Lenka Bešše: Cancer Immunotheraphy

DEPARTMENT OF BIOLOGY RESEARCH GROUP

About our research

Protein homeostasis in immunotherapy of cancer

Immune-based treatment approaches with immune checkpoint inhibitors have shown notable anticancer activity. Unfortunately, resistance to this type of treatment occurs in many patients, emphasizing the need for a better understanding of the heterogeneous mechanisms of resistance. As immunotherapies become more prominent in the treatment of cancer, there is an immense need for understanding the mechanisms of immune checkpoint inhibitor resistance and for the development of new therapeutic strategies to induce long-term responses.

Tumours often develop various mechanisms to evade immune destruction. Accordingly, the resistance mechanisms are heterogeneous, including cancer cell intrinsic mechanisms as well as environment-dependent and T-cell-dependent mechanisms. One mechanism that tumour cells often utilize to escape immune cell-mediated killing is defective antigen presentation. Intracellular antigens presented on the surface of cancer cells are often cleaved by the proteasome, which is a large multisubunit protease shaped like a narrow barrel with three different protease subunits in the middle of the barrel.
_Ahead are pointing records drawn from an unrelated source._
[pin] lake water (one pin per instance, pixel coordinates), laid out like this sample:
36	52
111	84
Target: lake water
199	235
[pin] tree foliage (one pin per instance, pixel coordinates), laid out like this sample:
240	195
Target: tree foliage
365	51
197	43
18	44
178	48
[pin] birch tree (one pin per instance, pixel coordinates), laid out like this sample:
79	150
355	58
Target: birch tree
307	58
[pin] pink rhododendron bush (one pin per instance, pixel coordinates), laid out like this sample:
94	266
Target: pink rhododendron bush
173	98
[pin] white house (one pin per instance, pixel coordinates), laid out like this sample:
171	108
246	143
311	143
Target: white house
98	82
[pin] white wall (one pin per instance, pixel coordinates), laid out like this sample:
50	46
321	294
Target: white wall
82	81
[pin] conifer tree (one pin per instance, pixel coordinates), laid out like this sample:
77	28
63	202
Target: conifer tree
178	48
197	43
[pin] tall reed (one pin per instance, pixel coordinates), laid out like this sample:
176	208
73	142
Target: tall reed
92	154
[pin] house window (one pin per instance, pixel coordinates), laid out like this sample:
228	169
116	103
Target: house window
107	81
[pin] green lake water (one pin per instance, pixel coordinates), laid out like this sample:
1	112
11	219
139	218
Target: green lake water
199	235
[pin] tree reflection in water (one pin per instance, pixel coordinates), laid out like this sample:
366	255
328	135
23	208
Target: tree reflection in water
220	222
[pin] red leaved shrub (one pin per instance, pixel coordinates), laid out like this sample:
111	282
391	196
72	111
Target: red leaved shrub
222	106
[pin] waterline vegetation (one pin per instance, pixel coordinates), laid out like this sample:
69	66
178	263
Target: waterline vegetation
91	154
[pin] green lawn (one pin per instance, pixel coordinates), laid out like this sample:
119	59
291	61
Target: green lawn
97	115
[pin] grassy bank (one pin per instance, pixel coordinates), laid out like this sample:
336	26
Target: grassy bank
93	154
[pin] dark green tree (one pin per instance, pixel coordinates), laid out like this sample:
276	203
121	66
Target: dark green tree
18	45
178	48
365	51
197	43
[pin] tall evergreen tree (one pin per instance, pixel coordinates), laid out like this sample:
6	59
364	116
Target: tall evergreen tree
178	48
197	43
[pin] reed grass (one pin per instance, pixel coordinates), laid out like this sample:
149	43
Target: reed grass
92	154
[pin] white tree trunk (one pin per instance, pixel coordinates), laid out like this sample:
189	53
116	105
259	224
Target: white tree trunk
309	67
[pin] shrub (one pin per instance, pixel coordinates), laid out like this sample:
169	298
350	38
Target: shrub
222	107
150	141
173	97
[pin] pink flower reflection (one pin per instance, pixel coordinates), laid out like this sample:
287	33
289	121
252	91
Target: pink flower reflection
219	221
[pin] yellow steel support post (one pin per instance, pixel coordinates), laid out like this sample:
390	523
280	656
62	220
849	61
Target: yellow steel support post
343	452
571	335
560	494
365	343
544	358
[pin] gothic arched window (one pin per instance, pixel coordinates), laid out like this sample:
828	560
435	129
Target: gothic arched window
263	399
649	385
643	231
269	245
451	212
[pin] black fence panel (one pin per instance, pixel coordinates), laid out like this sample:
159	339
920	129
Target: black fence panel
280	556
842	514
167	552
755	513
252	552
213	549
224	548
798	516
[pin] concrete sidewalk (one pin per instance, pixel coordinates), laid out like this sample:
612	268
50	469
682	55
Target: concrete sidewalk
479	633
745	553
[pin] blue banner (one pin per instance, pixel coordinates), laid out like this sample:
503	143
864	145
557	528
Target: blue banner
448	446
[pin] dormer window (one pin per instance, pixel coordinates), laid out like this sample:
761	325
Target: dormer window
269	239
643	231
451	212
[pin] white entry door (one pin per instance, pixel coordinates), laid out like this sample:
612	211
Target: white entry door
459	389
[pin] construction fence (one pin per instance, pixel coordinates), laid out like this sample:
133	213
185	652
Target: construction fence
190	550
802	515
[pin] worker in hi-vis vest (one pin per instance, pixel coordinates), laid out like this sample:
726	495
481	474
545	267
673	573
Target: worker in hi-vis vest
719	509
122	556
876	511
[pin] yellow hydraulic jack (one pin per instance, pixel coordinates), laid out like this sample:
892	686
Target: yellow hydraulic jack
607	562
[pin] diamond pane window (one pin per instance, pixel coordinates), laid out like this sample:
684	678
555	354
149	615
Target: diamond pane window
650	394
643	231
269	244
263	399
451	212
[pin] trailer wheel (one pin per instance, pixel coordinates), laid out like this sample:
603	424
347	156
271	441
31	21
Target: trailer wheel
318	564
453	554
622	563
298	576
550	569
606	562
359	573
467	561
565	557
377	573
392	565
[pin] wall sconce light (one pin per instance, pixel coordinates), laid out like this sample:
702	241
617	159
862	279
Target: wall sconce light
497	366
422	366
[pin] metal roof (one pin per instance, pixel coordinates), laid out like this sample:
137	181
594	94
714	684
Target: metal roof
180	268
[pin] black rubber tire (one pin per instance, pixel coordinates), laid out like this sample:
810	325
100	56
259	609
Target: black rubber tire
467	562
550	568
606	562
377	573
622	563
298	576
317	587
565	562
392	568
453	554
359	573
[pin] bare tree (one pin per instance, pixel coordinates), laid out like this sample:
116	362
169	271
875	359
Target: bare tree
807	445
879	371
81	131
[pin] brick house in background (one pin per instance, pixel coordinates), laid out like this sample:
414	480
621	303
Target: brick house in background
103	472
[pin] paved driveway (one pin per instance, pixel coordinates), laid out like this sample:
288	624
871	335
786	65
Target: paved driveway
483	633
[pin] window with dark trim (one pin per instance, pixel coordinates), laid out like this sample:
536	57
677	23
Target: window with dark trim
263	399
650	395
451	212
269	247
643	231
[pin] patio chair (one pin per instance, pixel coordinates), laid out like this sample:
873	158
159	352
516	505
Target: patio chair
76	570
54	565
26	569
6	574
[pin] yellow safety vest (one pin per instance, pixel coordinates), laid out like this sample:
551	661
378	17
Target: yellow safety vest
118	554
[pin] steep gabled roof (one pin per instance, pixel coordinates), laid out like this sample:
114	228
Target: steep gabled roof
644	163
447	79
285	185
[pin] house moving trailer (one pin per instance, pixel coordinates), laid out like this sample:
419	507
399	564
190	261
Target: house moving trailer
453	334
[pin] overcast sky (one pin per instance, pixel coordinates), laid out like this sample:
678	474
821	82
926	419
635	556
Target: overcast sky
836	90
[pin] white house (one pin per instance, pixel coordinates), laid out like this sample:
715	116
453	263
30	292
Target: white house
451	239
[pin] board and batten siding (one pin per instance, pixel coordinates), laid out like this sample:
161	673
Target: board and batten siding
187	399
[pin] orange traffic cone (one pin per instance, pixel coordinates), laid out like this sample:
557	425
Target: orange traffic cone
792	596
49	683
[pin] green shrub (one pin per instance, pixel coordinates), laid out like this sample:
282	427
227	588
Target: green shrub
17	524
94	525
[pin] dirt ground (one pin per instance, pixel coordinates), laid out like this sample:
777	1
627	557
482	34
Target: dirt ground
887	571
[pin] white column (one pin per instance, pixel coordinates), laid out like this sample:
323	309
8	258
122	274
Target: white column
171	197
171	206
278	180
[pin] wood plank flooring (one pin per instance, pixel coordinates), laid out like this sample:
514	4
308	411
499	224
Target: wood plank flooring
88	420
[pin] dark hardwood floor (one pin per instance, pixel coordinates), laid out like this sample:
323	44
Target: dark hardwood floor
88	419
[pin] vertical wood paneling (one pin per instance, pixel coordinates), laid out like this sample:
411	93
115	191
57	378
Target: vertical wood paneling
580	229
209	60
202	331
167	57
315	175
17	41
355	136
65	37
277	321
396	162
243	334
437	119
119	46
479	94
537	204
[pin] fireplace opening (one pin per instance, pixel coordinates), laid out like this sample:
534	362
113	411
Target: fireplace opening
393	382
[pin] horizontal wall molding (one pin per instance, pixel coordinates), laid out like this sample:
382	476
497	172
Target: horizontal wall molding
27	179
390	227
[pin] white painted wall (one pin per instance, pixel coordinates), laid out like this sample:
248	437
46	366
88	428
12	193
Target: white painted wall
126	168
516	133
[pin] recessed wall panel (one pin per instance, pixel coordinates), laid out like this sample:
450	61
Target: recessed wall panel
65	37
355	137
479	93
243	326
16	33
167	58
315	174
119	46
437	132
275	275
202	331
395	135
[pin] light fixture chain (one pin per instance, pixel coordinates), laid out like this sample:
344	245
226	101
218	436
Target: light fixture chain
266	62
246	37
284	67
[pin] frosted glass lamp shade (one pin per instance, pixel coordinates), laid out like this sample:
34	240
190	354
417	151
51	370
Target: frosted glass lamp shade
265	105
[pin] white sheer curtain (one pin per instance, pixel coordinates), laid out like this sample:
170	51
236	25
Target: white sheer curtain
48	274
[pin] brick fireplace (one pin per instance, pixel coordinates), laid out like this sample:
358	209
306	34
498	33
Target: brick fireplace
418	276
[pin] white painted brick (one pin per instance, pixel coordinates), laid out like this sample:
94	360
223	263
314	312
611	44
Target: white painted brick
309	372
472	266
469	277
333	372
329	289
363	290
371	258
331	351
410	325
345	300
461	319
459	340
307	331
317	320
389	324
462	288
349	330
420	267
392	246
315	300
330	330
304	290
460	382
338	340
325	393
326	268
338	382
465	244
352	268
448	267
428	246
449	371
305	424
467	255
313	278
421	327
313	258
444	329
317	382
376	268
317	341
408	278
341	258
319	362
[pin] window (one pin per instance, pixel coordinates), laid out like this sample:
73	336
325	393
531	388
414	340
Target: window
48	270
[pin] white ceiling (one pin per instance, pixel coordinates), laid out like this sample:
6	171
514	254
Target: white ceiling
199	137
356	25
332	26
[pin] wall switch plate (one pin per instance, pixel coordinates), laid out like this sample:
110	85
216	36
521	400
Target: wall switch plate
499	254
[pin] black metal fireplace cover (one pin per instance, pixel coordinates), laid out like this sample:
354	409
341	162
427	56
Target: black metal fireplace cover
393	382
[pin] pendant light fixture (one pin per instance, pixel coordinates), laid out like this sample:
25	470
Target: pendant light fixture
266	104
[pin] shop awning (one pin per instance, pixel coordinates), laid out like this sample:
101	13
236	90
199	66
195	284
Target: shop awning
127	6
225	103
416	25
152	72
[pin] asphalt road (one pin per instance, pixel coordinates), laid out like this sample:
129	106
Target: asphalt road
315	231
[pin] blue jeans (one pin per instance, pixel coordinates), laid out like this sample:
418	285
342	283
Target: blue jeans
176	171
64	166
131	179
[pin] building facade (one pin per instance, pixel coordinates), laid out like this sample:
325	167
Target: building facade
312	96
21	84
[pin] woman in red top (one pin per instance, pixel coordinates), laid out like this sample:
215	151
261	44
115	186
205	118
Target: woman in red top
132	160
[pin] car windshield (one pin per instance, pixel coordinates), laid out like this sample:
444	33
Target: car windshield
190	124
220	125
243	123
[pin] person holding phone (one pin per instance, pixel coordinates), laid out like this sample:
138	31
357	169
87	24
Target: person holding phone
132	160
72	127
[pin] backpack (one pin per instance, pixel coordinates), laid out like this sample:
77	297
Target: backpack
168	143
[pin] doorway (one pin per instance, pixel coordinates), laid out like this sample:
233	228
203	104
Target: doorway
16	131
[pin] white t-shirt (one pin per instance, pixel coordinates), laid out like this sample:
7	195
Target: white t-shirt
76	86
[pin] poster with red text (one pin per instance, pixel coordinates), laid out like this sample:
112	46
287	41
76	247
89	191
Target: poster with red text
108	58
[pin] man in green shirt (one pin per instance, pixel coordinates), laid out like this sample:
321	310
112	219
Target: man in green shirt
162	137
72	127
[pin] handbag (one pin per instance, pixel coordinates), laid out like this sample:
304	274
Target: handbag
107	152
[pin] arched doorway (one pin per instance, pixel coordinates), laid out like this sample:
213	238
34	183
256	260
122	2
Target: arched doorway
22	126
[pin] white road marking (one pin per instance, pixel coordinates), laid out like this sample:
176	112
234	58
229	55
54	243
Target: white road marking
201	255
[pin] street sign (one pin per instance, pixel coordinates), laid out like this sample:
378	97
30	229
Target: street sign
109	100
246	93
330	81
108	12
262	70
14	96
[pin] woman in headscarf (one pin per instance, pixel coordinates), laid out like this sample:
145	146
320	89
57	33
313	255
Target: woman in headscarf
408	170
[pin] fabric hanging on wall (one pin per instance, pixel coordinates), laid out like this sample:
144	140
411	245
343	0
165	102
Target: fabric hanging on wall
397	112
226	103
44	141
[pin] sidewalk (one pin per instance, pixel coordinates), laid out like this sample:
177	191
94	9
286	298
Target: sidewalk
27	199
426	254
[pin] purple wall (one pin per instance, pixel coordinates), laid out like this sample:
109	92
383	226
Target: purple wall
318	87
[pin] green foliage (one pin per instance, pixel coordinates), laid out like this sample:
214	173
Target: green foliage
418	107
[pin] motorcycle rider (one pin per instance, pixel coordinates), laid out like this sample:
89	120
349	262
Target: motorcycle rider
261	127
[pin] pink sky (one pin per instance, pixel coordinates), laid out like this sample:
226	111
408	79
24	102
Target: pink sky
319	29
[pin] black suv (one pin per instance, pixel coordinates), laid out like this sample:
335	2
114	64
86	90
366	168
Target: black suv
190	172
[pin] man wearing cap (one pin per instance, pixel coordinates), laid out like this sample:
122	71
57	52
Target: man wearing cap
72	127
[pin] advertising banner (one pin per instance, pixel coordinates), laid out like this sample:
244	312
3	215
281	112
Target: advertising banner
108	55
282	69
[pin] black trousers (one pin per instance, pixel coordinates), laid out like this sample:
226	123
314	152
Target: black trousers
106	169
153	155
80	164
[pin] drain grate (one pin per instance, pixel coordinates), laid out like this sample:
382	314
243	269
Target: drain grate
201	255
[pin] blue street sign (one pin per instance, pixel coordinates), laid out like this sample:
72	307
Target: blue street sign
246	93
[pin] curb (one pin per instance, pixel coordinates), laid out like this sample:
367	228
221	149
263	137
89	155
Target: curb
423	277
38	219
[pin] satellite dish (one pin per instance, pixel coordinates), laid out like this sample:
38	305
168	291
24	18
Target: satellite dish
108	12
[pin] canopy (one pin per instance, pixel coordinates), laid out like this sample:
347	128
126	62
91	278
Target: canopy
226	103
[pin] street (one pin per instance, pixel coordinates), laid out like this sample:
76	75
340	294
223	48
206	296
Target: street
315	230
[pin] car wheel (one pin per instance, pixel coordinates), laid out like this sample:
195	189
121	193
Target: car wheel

The proteasome is a key player in cellular protein homeostasis, affecting antigen presentation.

Our team has long-term expertise in studying drug resistance in myeloma and solid tumours and in manipulating protein homeostasis in cancer cells in vitro and in vivo. By combining CRISPR/Cas9 genome-wide screens with various omics, single-cell analysis and cell biology approaches, we study protein homeostasis in cancer cells with the aim of identifying the intrinsic mechanisms driving the resistance of cancer cells to immunotherapy.